Mt. Joy’s concerts at The Mann doubled as a food drive. Fans donated roughly 3,000 pounds of food

Sharing Excess collected roughly 3,000 pounds of food donations outside of The Mann Center during Mt. Joy’s two shows over the weekend.

The Philadelphia-based nonprofit used the donations to create 2,500 meals that have been distributed to the Sunday Love Project and the Northwest Mutual Aid Collective, two organizations fighting food insecurity throughout the city.

Thousands attended the concerts held at the Skyline Stage, including a sold-out first night. Sharing Excess requested fans donate healthy nonperishable items, and they delivered, bringing in lots of soup, granola bars, pasta, as well as capers.

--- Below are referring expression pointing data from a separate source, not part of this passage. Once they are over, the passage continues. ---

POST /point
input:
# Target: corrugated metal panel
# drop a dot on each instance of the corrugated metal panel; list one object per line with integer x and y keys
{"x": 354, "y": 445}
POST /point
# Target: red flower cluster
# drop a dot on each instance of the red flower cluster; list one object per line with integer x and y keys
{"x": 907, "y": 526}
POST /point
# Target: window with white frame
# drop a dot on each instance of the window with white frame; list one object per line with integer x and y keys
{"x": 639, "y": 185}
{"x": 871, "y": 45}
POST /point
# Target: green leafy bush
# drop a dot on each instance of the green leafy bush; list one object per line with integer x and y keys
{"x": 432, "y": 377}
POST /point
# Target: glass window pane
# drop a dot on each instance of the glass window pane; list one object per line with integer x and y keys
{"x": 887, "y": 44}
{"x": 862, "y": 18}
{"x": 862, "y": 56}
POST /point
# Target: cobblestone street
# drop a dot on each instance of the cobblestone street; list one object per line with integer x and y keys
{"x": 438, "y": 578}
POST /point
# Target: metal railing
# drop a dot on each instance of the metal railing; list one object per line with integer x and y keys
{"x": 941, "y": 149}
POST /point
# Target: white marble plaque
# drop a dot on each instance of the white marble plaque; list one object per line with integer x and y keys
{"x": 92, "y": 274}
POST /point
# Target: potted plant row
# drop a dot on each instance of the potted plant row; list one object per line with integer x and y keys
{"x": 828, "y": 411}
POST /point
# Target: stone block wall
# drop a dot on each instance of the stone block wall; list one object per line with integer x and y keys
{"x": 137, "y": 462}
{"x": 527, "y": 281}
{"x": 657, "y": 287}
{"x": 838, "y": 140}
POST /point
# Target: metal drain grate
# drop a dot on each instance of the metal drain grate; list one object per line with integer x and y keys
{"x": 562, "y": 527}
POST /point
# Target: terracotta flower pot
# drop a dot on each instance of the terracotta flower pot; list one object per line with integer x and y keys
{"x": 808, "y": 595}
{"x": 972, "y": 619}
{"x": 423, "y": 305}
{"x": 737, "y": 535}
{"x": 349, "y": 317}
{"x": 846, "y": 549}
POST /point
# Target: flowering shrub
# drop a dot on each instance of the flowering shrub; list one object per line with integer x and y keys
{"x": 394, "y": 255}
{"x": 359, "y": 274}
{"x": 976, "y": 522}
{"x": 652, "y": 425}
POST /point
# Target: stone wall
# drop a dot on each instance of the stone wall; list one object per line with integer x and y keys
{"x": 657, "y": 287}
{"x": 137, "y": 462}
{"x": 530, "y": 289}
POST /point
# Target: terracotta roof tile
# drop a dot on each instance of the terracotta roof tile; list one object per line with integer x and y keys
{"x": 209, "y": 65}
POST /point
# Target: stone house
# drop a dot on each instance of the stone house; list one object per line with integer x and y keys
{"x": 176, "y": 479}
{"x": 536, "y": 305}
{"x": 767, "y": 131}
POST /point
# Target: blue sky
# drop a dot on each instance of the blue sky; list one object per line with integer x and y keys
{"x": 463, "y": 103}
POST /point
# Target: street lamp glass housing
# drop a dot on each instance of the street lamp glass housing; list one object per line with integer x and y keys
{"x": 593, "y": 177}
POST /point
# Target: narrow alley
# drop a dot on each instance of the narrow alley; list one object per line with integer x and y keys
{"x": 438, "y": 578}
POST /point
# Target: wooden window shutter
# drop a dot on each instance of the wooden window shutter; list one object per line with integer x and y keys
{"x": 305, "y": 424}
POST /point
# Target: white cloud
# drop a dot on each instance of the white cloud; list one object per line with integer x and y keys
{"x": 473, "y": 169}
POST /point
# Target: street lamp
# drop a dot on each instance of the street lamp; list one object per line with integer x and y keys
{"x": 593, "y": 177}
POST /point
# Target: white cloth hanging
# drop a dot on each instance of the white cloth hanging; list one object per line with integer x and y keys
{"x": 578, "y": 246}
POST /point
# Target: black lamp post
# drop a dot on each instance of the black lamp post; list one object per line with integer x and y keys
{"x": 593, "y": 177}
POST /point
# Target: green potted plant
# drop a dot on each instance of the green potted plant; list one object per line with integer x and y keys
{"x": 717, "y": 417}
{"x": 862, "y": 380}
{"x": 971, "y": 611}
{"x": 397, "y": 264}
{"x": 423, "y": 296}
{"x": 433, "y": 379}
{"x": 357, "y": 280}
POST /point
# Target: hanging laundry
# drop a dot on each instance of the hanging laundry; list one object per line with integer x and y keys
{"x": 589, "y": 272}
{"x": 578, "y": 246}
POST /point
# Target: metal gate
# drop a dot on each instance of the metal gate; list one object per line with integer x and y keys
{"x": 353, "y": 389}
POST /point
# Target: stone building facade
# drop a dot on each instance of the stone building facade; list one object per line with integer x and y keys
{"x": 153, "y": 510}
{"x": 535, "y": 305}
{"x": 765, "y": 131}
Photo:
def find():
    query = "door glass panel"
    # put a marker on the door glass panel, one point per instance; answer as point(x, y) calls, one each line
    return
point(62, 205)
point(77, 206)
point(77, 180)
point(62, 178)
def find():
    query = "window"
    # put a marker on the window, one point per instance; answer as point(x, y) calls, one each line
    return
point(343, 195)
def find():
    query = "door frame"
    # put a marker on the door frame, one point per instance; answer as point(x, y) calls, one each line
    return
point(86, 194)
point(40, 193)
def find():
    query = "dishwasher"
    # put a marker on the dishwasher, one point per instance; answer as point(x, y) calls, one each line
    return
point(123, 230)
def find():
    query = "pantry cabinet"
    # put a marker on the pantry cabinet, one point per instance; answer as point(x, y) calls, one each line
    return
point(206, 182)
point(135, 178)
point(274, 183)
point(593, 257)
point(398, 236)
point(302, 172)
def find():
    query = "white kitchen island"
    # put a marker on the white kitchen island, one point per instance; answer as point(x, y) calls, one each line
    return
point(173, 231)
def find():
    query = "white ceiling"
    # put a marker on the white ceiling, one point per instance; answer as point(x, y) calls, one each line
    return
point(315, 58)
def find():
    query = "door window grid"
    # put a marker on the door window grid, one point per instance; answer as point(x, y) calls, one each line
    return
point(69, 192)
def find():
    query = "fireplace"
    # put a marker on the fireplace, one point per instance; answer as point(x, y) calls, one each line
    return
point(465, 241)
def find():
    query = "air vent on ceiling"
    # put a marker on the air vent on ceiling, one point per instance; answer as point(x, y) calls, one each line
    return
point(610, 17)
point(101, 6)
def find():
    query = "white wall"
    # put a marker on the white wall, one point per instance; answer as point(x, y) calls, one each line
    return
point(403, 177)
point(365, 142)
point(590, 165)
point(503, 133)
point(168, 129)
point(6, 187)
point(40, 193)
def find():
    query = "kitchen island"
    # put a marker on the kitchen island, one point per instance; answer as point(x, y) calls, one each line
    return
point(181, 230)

“Someone, I guess, had a lot of capers in their shelves,” Sharing Excess director Evan Ehlers said. “But, hey, we love it. We love all different kinds of food, and so do the communities that we serve. So we were able to get a lot of really good shelf stable items that were perfect for the organizations that feed families that are looking for those types of food.”

Sharing Excess accepted food donations outside of The Mann Center on Aug. 12 and 13 ahead of Mt. Joy’s two-night stint at the venue. (Credit Cory Sharber/WHYY)

Mt. Joy thanked the nonprofit for their efforts to fight food insecurity from the stage during their second night of homecoming shows. Ehlers said seeing the band happy to work with Sharing Excess “meant the world to us as well.”

“The way that they put it, which I love, is how this is not only an opportunity for them to play a great set, but also an opportunity for them to give back to the city that they’re playing in, but most importantly, the city that they came from and one that they obviously care very deeply about,” Ehlers said.

This was the first time Sharing Excess partnered with an artist to do a direct food drive outside of the venue. Ehlers said they’ll be working with as many artists as they can to host more of these down the line.

“Music speaks to the soul and so does food,” Ehlers said. “And if there’s a way for us to mesh those two passions of both our team and the communities that we serve, we really see that as a symbiotic mission to not only help get more food into the hands of people who need it, but also spread the awareness that there are organizations that you can support in the same way that you come out to show love for the music that you enjoy.”


The nonprofit, which started on Drexel University’s campus in 2018 and has since grown to a nationwide operation, redistributes over 250,000 pounds of food a week.